Monachus monachus

Taxonomy: Kingdom Animalia : Phylum Chordata : Class Mammalia : Order Carnivora : Family Phocidae : Subfamily Monachinae

"We waited the whole morning and made the best of it, watching the seals come up in hundreds to bask upon the sea shore, till at noon the old man of the sea came up too..."

--Homer: Odysseus captures Proteus, Odyssey Book IV

This cute, lazy fellow, as the name indicates, is a denizen of the Mediterranean and surrounding seas. The Mediterranean monk seal's population range in ancient times stretched from the Black Sea to the Atlantic and as far south as Senegal. Its ecclesiastical name comes from its colour and head markings which make it look a bit like a Franciscan monk. The monk seal has been a fixture in the area since before the dawn of mankind, especially in the Aegean with its endless, rugged coastline, and is even mentioned in the Odyssey. Because of their obvious love of both sea and sun, seals were considered creatures dedicated to both Poseidon and Apollo and were regarded as bringers of good luck. The Mediterranean monk seal is probably the closest relative of the ancestor of all seals, which inhabited the Mediterranean 20 million years ago. It and the Hawaiian monk seal are the only remaining species of warm-water seals in the world.

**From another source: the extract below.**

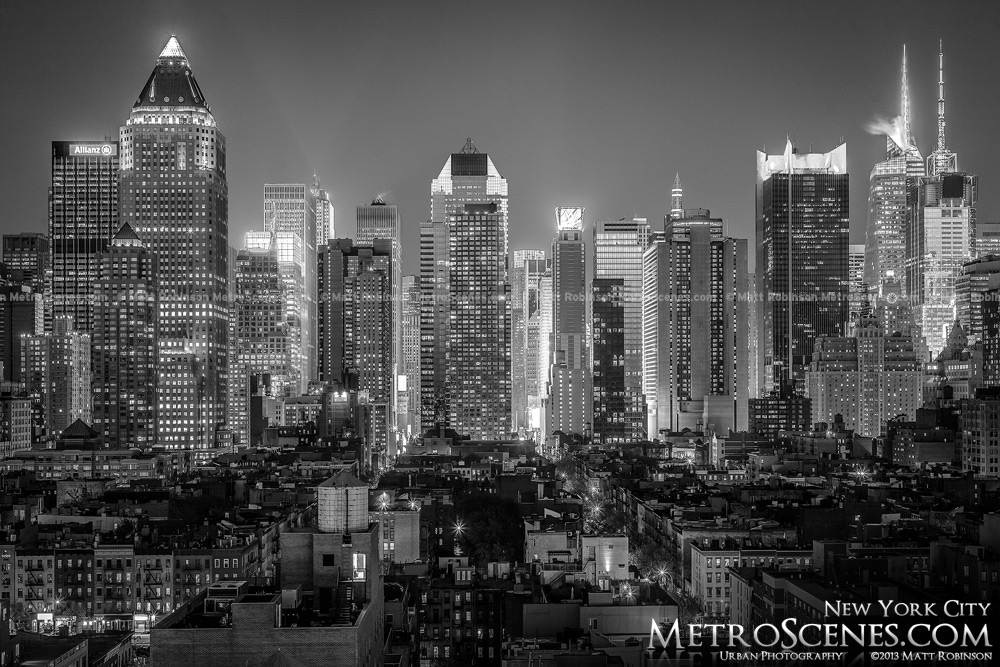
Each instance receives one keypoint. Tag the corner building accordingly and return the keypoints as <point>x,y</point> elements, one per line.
<point>173,193</point>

Adult male seals are about 2.40 m (eight feet) in length and weigh in at a proud 310-320 kg, that's just under 700 lbs. Females are a bit smaller but not by much. Their fur is brown or dark grey with a paler belly, though males can turn almost completely black in old age. Their young, born year-round but mostly in late autumn, start at about 80 cm (30") in length, take to the water two weeks after birth and are weaned at around 18 weeks of age. They don't reach reproductive maturity until they're about four years old and can live to be over 20 years old in the wild.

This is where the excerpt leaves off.